Between the <head> and </head> tags are two references that link this xhtml file to the X3DOM JavaScript code, x3dom.js. This code parses the X3D file and loads the data onto the graphics card using the OpenGL commands. So, it takes care of a lot of low-level coding, which we will look at later using WebGL. Also, the x3dom.css file sets some parameters similar to any CSS file. Thus, a basic knowledge of HTML is helpful to develop WebGL. Some of the other tags in the preceding code relate to the validation process of all XML documents such as the DOCTYPE information in the preceding code.

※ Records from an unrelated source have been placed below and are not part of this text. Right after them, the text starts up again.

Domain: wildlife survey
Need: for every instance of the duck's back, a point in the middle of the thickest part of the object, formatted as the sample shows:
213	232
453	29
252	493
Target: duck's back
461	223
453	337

The heart of the matter begins with the <X3D> tag being embedded into a standard XHTML document. It can also include X3D version information, width and height data, and other identifications that will be used later. There are also a set of <Scene> and </Scene> tags within which all the 3D data will be contained.
The <Shape> tags contain a single 3D mesh and specify the geometry and appearance of the 3D mesh. Here, we have a single <Box/> tag and the <Appearance> tag, which specifies either a texture map and/or a <Material> tag that includes several properties, namely, the diffuse color that will be blended with the color of our scene's lights, the emissive or glow simulation color, the object's specular highlights such as a bright spot reflecting the Sun on a car's hood, and any transparency. Colors in 3D are the same as those used on the Web—red, green, and blue. Though 3D colors span between 0 and 1, the Web often uses a hexadecimal number from 0 x 00 through 0 x FF. In the preceding code, the diffuse color used is 0.9 red, 0.6 green, and 0.3 blue for a light orange color.
The box also shows some shading with its brightest sides facing us. This is because there is a default headlight in the scene, which is positioned in the direction of the camera. This scene has no camera defined; in this case, a default camera will be inserted at the position (0, 0, 10), which is 10 units towards us along the z axis and points towards the origin (0, 0, 0). If you run this program (which you should), you will be able to rotate the viewpoint (camera) around the origin with the default headlight attached to the viewpoint. We will address lighting later, as lighting is a very important and complex part of 3D graphics.